For the US, of course, this is welcome news. An unnamed US official declared, “Even the friendliest of Brazilian governments was never really that friendly. Here we have now a government in Brazil we truly consider an ally.”
The tactics may have changed – there is enough history of US-backed dictatorships in Latin America to have fomented fractured societies, to the point than a shift to the right-wing through elections was only a matter of time. Brazil was no exception in this regard – the country having followed suit after countries such as Chile and Argentina saw a return to right-wing governments and practices reminiscent of the dictatorship-era. The neoliberal framework was not extinguished – it was just gathering momentum.
For the US and Brazil, Bolsonaro and US President Donald Trump represent an opportunity to cultivate a diplomatic and economic engagement which will impinge upon stability in the region, notably in relation to Venezuela. Following the US lead, Brazil asserted its stance in favour of the Venezuelan opposition, although it has ruled out supporting military intervention against the current President Nicolas Maduro.

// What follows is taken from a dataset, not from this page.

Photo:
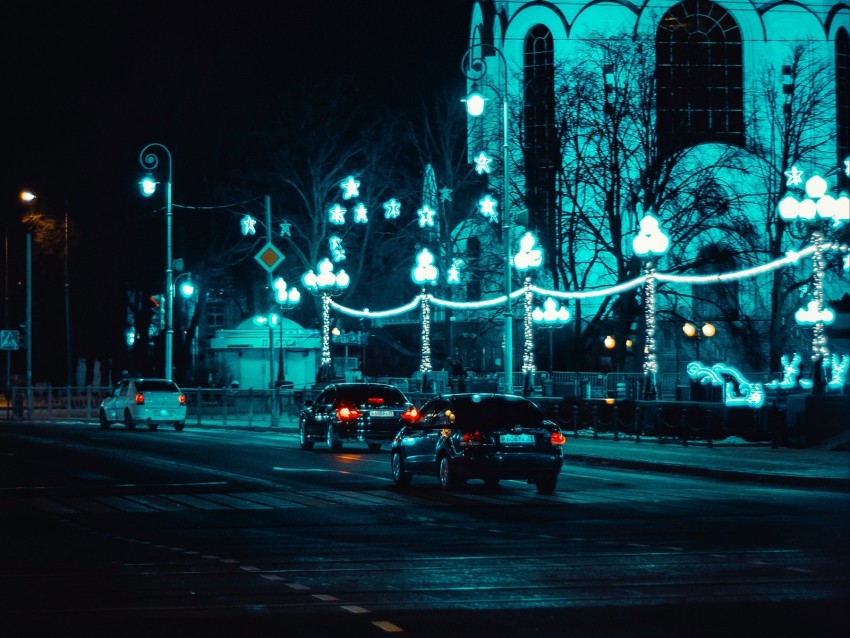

Bolsonaro is also the first Brazilian president to have visited the Central Intelligence Agency (CIA) earlier this year. Bolsonaro’s son, who is being touted as the new ambassador to the US, described the agency as “one of the most respected intelligence agencies in the world.” For millions of people in Latin America, the CIA represents decades of involvement in dictatorships which resulted in torture, killings and disappearances of the region’s left-wing, notably during Operation Condor in the 1970s and 1980s, in which Brazil attempted to secure a more prominent role.
During the celebrations for the US Independence Day at the US embassy in Brasilia on July 4, Bolsonaro availed himself of the opportunity to highlight what he deemed “a problem … which is not just ours, but of all of us who love freedom,” with reference to the political instability in Venezuela, while eliminating all reference of US interference and plans to overthrow Maduro.
According to Trump, the humanitarian crisis in Venezuela is a result of socialism. During the bilateral meeting at the G20 summit between Trump and Bolsonaro, Cuba was singled out to be targeted for possible sanctioning of its support for Venezuela.
Meanwhile, what Bolsonaro has achieved so far back home is reminiscent of the historical neoliberal plans which run contrary to indigenous demands. At the World Economic Forum in January, Bolsonaro declared his intent to open the country to international investors. Increasing deforestation is just the beginning of an invitation for rampant exploitation of Brazil’s natural resources.
During an event in Washington DC last March, Brazil’s Mines and Energy Minister Bento Albuquerque expounded upon the global importance of the Amazon rainforest, “in terms of its riches.” A recent report titled “Complicity in Destruction” notes how Europe and North America in particular are reshaping “Brazil’s socio-economic landscape … to our collective detriment”.
Politically and economically, Brazil is set on a trend that has many precedents. Together with other right-wing governments in Latin America, it is continuing a macabre legacy that will now be implemented through methods which the international community has normalised and is only concerned with finding solutions for, rather than halting.